There are some wonderful S&P/ASX 300 Index (ASX: XKO) shares that look like great buys, in my opinion. After recent declines, they seem really cheap.
A company isn't necessarily a buy just because it has fallen. However, if an ASX share has an attractive long-term future, then a share price fall can be an opportunity to buy the dip.
One bonus is that when a dividend-paying company drops, it increases the prospective dividend yield. I'm thinking about adding one or both of these ASX 300 shares to my portfolio. Let's dive into the details.
APM Human Services International Ltd (ASX: APM)
Over the past year, the APM share price has declined by around 40%, as we can see in the chart below.
This company operates in 11 countries, including Australia, the United Kingdom, Canada, the United States and Germany.
Each year, it supports more than 2 million people of all ages through its service offerings. They include assessments, allied health and psychological intervention, medical, psycho-social and vocational rehabilitation, vocational training and employment assistance, and community-based support services.
APM Human Services had a solid year in FY23, with underlying net profit after tax (NPATA) growing by 7%. Total profit from ordinary activities soared 166.8% to $108.7 million. The dividend doubled to 10 cents per share.
It's gaining market share and advised it has a strong pipeline of new opportunities. The ASX 300 share won a number of new contracts in FY23, so the full revenue and earnings from these will flow through in FY24. No key contracts are due for renewal in FY24 or FY25.
According to Commsec, it's priced at under 10x FY24's estimated earnings with a forecast grossed-up dividend yield of 7.5%.
Accent Group Ltd (ASX: AX1)
Accent Group is an ASX retail share that sells shoes. It has its own brands including The Athlete's Foot and Glue Store, and it also acts as the distributor for a number of brands like Skechers, Kappa and Vans.
As we can see on the chart below, the Accent share price is down around 30% from April 2023.
It's understandable that investor sentiment about the company changes as trading conditions shift over time.
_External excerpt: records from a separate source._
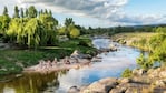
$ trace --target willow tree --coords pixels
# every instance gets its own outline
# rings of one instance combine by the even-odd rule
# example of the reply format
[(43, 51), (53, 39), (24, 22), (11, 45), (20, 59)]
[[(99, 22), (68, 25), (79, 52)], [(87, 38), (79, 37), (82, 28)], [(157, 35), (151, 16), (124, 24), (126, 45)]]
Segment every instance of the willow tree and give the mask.
[(152, 51), (149, 59), (166, 64), (166, 28), (157, 28), (156, 32), (157, 34), (149, 41)]
[[(43, 37), (42, 24), (37, 18), (30, 19), (25, 27), (25, 32), (27, 34), (27, 45), (29, 48), (37, 48), (40, 44), (41, 38)], [(41, 35), (42, 34), (42, 35)]]
[(75, 25), (70, 25), (68, 30), (70, 38), (77, 38), (80, 35), (80, 31)]
[(41, 21), (45, 31), (47, 31), (47, 33), (42, 39), (47, 40), (47, 44), (50, 44), (50, 45), (56, 44), (57, 43), (56, 33), (57, 33), (58, 21), (50, 14), (40, 14), (39, 20)]
[(14, 14), (13, 18), (20, 18), (18, 6), (14, 7)]
[(38, 11), (33, 6), (29, 7), (27, 12), (29, 18), (36, 18), (38, 14)]
[(16, 42), (17, 41), (17, 35), (18, 35), (18, 31), (20, 31), (21, 28), (21, 23), (19, 19), (12, 19), (10, 24), (9, 24), (9, 29), (7, 31), (7, 34), (10, 38), (10, 42)]

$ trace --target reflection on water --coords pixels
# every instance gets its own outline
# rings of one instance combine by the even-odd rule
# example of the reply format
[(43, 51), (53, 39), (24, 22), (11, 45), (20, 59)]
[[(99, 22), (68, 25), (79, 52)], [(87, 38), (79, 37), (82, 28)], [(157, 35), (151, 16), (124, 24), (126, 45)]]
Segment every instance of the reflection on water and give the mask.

But, I'm confident in Accent's long-term outlook, partly because it's expanding the store networks of the various brands and partly because I think there are better times ahead for retailers when Australian economic conditions improve, even if that's a year or two away.
The ASX 300 share has done well at growing its margins over time, with increased scale helping substantially.
Based on the FY25 projections on Commsec, the Accent share price is valued at 11x FY25's estimated earnings with a forecast grossed-up dividend yield of 10.9%.